En esta primavera redujo sus gastos por $70 millones. El presupuesto de la oficina de relaciones públicas, por ejemplo, se cortó a una tercera parte, explicó Littman. "Leahy ha decidido primero limpiar la casa y es lo que estamos haciendo", dijo el vocero.

Otro factor que ha golpeado severamente a la agencia ha sido la caída de pasajeros. Según estadísticas, registró 27 millones de abordajes en sus autobuses en febrero pasado, 700 menos comparado con el mismo mes de 2009 y 2.6 millones menos respecto a 2008.

Aunque en sus líneas de trenes se observó un aumento de 6.6 millones de abordajes en enero de 2008 a 7.2 millones en 2009 (en parte por la apertura de la extensión de la Línea de Oro en el Este de Los Ángeles), en términos generales reportó dos millones de usuarios menos en ese mismo lapso.

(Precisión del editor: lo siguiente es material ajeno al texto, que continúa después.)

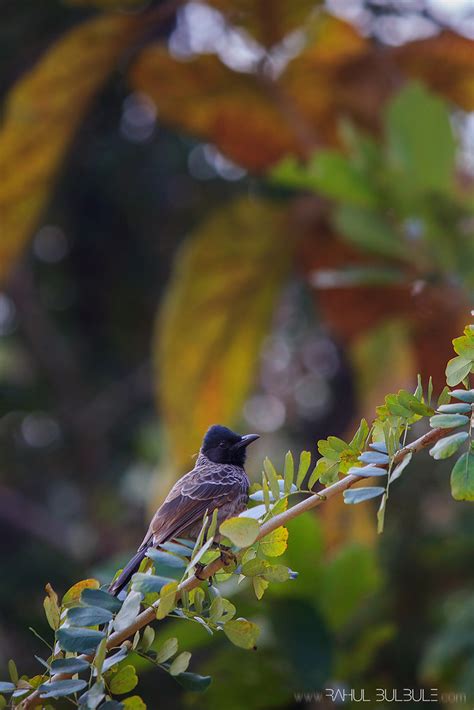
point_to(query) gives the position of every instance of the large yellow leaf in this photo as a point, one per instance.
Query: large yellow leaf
(445, 63)
(268, 21)
(217, 309)
(41, 115)
(205, 98)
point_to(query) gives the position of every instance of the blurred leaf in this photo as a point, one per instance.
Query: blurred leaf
(124, 681)
(348, 579)
(79, 640)
(130, 608)
(444, 62)
(411, 143)
(134, 702)
(303, 467)
(253, 17)
(88, 616)
(359, 495)
(462, 478)
(242, 633)
(42, 113)
(457, 369)
(69, 665)
(242, 532)
(73, 595)
(448, 421)
(104, 600)
(167, 599)
(61, 688)
(216, 312)
(448, 446)
(180, 663)
(303, 634)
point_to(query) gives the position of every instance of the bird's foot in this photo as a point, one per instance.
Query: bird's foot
(228, 558)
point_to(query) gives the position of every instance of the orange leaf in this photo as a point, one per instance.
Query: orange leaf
(42, 113)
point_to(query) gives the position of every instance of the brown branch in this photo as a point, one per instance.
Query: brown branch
(313, 501)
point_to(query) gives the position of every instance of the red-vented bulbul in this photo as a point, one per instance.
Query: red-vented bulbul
(218, 480)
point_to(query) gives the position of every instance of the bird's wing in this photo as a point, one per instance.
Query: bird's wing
(194, 494)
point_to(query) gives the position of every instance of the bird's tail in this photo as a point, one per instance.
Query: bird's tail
(126, 574)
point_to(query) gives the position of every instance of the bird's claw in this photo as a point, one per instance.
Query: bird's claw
(227, 556)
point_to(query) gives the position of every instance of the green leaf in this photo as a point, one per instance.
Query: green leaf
(13, 671)
(167, 650)
(69, 665)
(464, 395)
(79, 640)
(277, 573)
(289, 471)
(88, 616)
(180, 663)
(462, 478)
(193, 681)
(411, 142)
(448, 446)
(124, 681)
(93, 697)
(457, 369)
(129, 610)
(272, 478)
(61, 688)
(115, 658)
(275, 543)
(359, 495)
(303, 467)
(104, 600)
(456, 408)
(444, 397)
(448, 421)
(259, 586)
(358, 440)
(242, 633)
(73, 595)
(242, 532)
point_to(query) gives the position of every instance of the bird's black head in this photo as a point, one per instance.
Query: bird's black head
(221, 445)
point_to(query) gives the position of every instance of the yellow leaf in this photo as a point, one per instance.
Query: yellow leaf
(217, 310)
(167, 600)
(268, 24)
(73, 595)
(41, 114)
(275, 543)
(205, 98)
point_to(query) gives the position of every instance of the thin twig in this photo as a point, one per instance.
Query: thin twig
(149, 615)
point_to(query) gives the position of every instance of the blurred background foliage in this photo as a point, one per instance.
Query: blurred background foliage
(248, 212)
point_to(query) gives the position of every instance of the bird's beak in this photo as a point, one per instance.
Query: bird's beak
(246, 440)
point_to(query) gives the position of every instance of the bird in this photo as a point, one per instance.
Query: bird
(218, 480)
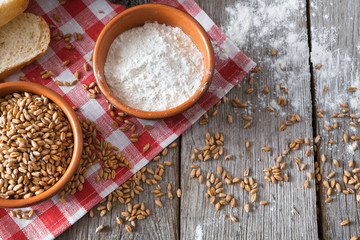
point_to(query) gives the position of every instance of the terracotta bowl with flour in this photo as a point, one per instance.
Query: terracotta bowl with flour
(137, 17)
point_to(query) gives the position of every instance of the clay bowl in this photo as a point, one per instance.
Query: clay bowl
(135, 17)
(11, 87)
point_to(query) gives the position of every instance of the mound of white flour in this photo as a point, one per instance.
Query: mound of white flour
(154, 67)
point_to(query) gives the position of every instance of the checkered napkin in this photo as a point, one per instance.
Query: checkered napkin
(88, 17)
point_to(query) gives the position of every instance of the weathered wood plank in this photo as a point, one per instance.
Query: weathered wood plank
(335, 44)
(163, 223)
(199, 219)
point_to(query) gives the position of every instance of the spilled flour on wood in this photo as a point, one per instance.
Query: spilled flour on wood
(258, 25)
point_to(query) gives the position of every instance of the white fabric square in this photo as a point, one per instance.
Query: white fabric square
(47, 5)
(92, 110)
(118, 139)
(203, 19)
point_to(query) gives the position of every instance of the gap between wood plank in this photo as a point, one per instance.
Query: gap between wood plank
(179, 176)
(314, 117)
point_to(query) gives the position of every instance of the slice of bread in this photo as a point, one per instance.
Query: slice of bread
(9, 9)
(22, 40)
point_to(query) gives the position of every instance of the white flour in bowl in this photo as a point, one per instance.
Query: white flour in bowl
(154, 67)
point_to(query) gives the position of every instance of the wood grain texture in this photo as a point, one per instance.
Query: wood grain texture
(335, 25)
(199, 219)
(161, 224)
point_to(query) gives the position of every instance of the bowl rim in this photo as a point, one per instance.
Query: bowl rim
(35, 88)
(104, 88)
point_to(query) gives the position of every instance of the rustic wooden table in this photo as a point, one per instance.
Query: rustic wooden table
(194, 217)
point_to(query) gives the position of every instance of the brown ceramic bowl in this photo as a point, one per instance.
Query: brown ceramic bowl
(135, 17)
(11, 87)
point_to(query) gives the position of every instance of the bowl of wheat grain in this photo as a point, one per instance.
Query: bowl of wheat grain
(40, 143)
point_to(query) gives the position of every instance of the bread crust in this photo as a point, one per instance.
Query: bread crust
(9, 9)
(16, 68)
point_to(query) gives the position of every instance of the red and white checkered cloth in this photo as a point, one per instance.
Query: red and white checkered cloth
(53, 217)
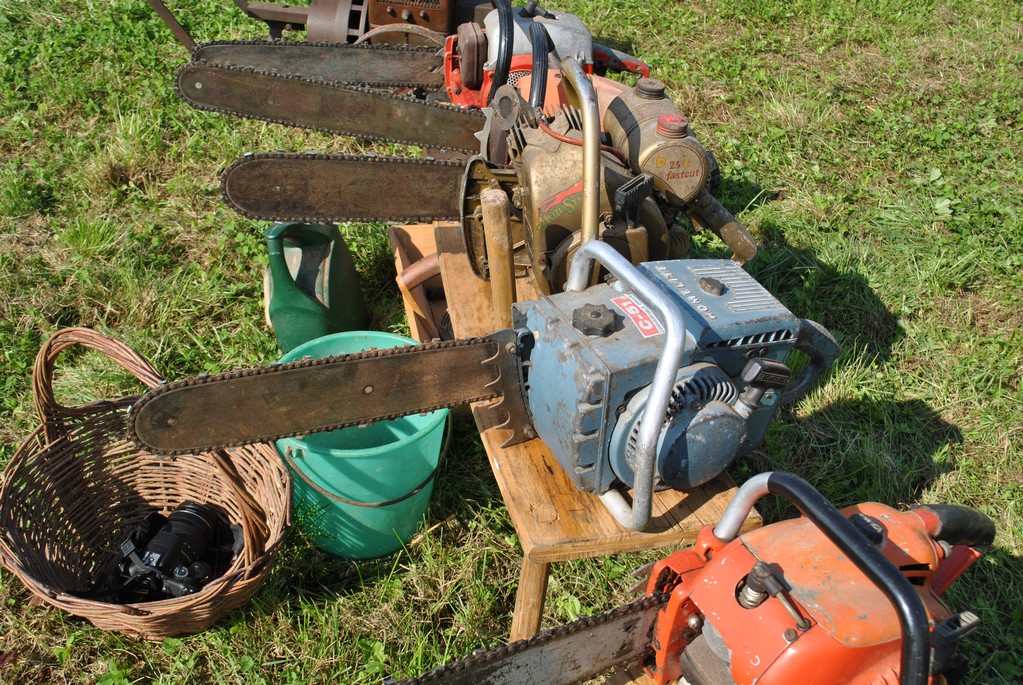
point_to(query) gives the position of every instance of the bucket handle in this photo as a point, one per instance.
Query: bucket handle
(338, 498)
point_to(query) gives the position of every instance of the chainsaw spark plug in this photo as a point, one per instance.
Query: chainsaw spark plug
(762, 583)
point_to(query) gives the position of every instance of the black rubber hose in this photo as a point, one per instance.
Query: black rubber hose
(962, 526)
(916, 661)
(541, 49)
(505, 45)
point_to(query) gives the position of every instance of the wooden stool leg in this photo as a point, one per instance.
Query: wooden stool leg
(529, 599)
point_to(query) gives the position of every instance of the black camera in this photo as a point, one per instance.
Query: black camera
(178, 554)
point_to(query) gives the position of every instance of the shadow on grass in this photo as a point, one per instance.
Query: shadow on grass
(992, 589)
(856, 451)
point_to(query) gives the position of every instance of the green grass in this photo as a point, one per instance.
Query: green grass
(875, 149)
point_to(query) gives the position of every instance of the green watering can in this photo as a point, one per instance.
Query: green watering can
(311, 286)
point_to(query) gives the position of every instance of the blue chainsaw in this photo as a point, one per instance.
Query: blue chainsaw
(659, 377)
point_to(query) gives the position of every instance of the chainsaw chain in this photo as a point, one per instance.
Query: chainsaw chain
(482, 657)
(300, 364)
(328, 84)
(325, 44)
(362, 158)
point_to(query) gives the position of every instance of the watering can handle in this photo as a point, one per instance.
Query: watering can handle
(816, 343)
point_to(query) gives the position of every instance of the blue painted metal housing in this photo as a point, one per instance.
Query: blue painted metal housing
(579, 386)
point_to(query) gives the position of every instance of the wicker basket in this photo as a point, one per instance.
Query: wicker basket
(77, 488)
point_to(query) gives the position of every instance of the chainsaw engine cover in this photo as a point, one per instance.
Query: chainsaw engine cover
(593, 357)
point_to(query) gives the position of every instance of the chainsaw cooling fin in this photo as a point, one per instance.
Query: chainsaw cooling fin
(590, 358)
(852, 597)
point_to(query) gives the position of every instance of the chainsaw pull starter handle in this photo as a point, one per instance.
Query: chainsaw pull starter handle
(916, 658)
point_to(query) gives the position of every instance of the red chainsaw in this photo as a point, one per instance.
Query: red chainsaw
(850, 597)
(514, 98)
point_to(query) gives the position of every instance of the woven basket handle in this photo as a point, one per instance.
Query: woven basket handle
(50, 411)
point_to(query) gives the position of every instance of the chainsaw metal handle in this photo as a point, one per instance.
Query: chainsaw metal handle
(636, 515)
(816, 343)
(582, 87)
(916, 660)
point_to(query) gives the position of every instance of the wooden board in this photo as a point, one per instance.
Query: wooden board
(425, 306)
(556, 521)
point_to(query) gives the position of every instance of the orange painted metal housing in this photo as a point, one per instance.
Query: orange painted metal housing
(854, 637)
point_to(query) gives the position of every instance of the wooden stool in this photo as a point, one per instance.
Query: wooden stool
(553, 519)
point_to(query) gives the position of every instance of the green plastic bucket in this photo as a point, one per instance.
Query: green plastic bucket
(361, 492)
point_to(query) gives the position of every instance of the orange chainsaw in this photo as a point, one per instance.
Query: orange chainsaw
(513, 99)
(848, 597)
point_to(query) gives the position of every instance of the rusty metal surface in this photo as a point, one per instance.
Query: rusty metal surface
(309, 396)
(562, 655)
(318, 188)
(434, 14)
(386, 65)
(326, 106)
(336, 20)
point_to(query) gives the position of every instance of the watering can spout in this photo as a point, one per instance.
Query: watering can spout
(311, 286)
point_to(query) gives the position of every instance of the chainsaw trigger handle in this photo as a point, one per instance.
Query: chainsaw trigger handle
(908, 606)
(816, 343)
(636, 516)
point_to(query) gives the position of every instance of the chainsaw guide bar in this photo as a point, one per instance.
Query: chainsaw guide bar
(327, 106)
(269, 403)
(381, 65)
(562, 655)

El año pasado, la segunda agencia de transporte más importante de Estados Unidos aprobó recortar 120,000 horas de servicio en ciertas rutas de autobuses, lo que se tradujo -de acuerdo con cálculos oficiales- en un aumento de entre dos y cinco minutos de espera.

Para Refugio Rivera, un hombre con debilidad visual, otra medida similar pondría en riesgo su integridad física. "Casi no veo. Nomás con un ojo, pero muy poquito, y si cortan el servicio me va a afectar. Voy a muchos lugares a ver al doctor, y tendré que agarrar otros buses", comentó.

"Don Cuco", de 61 años y originario de Zacatecas, ha perdido paulatinamente la vista a causa de una diabetes mal cuidada. Hace unos años, recuerda, fue agredido por dos jóvenes cuando se dirigía a la parada del autobús. "Cuando la gente se da cuenta que no miro, luego me quieren asaltar", dijo.

A finales de mayo, la junta ejecutiva de Metro analizará estas iniciativas -dentro del paquete presupuestario para el ciclo 2010-2011-, junto con un alza a las cuotas del autobús, que implica que el precio del pase mensual suba de $62 a $75 y el del pase diario de $5 a $6.

El Sindicato de Pasajeros (BRU) ha solicitado una audiencia pública para que se escuchen sus demandas. "La gente batalla ahora para encontrar dinero para comprar el pase actual", mencionó su dirigente Esperanza Martínez.

Lo irónico es que la Dirección Metropolitana de Transporte recibirá $40,000 millones en los próximos 30 años por fondos de la Medida R -incluso el alcalde Antonio Villaraigosa impulsa un plan para obtener recursos en menos tiempo-, pero ese dinero no puede utilizarse para cubrir salarios u otros gastos.

Para Najarian, la única esperanza es que la situación financiera del país mejore, un hecho que no se pronostica para 2010. "Espero que en los próximos años, cuando la economía esté un poco mejor, empecemos a restaurar el servicio y los empleos", dijo.